Gold and silver have recently developed some bullish breakouts but are both retreating after the breakouts. Let’s stalk these pullbacks as they bring the precious metals to key support levels.
In May, gold rallied from 1169 to 1232. This rally broke above the moving averages and brought the RSI back above 70. Now, price has retreated but is hovering above 1200 and the 200- and 100-period simple moving averages (SMAs). The RSI is around 40. If the market is to maintain the prevailing bullish outlook, gold should hold above 1200 and the RSI above 40. Then a break above 1215 should put pressure on the 1232 high with risk of breaking higher. However a break below 1190, or even just 1195 should clear the noted support factors and open up the 1169-1170 lows again.
If price does go back towards the 1170 low, the prevailing down trend since 2014, and going back to 2011 might be revived. So if gold starts anchoring below 1200, the downside risk extends beyond 1170, towards the 1143 low on the year and the 1130 low from 2014.
Silver has recently made a key Silver in a Major Triangle Breakout to the Upside. Since that breakout, price has retreated from 17.77. In the 4H chart we can see a market that is shifting into a bullish trend as the moving averages started to slope up and get into bullish alignment.

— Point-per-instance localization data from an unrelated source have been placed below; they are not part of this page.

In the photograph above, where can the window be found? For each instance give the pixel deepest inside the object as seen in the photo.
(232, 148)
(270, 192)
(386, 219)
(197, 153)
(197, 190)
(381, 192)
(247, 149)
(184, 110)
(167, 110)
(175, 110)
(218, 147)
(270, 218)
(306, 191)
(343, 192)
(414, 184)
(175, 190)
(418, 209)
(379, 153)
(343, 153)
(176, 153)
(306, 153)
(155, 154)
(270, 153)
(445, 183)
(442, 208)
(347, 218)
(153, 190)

The RSI has tagged above 70 and is so far above 40, which reflects maintenance of the bullish momentum. Indeed as silver hovers above 17.00, it remains bullish. Just below are some key support factors from the previous resistance pivot at 16.77 down to another resistance pivot around 16.56. Here we also see a rising trendline from 15.60 might challenge a bearish attempt. A break below 16.50 should put away the bullish outlook and put the 15.60 level in sight, with risk of breaking lower towards the 15.29 low in March, and possibly the 2014-low at 14.65.